Une délégation du bureau des Kataëb de Zahlé lors d'une rencontre avec Samy Gemayel, le 16 juillet 2024 à Bikfaya. Photo Ani
Le chef du parti Kataëb, Samy Gemayel, a appelé lundi « à fermer le front du Liban-Sud », où le Hezbollah se livre à des échanges de tirs quasi quotidiens avec Israël depuis octobre dernier. Il a par ailleurs dénoncé la « mainmise » du parti chiite sur le pays, critiquant le fait que les pourparlers pour un cessez-le-feu entre le Hezbollah et Israël ne prennent pas en compte l'avis de la population libanaise.
« Le plus important est de fermer le front du Liban-Sud pour pouvoir nous occuper de notre pays, de notre économie, de nos hôpitaux et du secteur de l'éducation », a déclaré Samy Gemayel, tout en estimant que le Liban « a été transformé en front de confrontation permanente ». « Dès que la guerre sera terminée et quels qu'en soient les résultats, il faudra appeler à une séance de concertation franche entre les Libanais pour régler les problèmes sans occire personne ou provoquer des guerres », a-t-il souligné, lors d'une rencontre à Bikfaya avec le bureau des Kataëb de Zahlé.

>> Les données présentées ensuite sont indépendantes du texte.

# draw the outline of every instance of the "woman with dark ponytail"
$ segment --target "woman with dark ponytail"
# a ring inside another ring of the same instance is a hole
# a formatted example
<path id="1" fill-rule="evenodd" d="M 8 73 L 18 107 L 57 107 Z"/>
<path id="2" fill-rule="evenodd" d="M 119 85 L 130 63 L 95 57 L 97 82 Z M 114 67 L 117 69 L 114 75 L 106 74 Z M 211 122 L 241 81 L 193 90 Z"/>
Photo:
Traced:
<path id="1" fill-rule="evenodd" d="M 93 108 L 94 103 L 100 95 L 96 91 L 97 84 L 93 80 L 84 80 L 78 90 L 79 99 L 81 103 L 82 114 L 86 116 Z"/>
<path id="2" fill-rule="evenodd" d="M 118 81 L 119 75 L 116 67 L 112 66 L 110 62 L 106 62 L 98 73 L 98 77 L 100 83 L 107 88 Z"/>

« Nous refusons que les pourparlers au sujet de l'arrêt des hostilités se déroulent uniquement entre le Hezbollah et Israël, sans que l'on prenne en compte l'avis du peuple libanais », a poursuivi M. Gemayel. Il a par ailleurs réitéré sa volonté que soit appliquée la résolution 1559 du Conseil de sécurité de l'ONU, adoptée en 2004 et qui prévoit le désarmement des milices au Liban, estimant que la résolution 1701, adoptée pour mettre un terme à la guerre de juillet 2006, « ne suffit pas ». Ce texte prévoit que seules l’armée libanaise et la Force intérimaire de l'ONU au Liban (Finul) doivent être déployés dans le Sud à l’exclusion des forces israéliennes et des milices, dont celle du Hezbollah. Jusqu'à présent, la position officielle libanaise a été de pousser pour la mise en œuvre de la résolution 1701 du Conseil de sécurité pour une résolution des tensions entre le parti chiite et Israël.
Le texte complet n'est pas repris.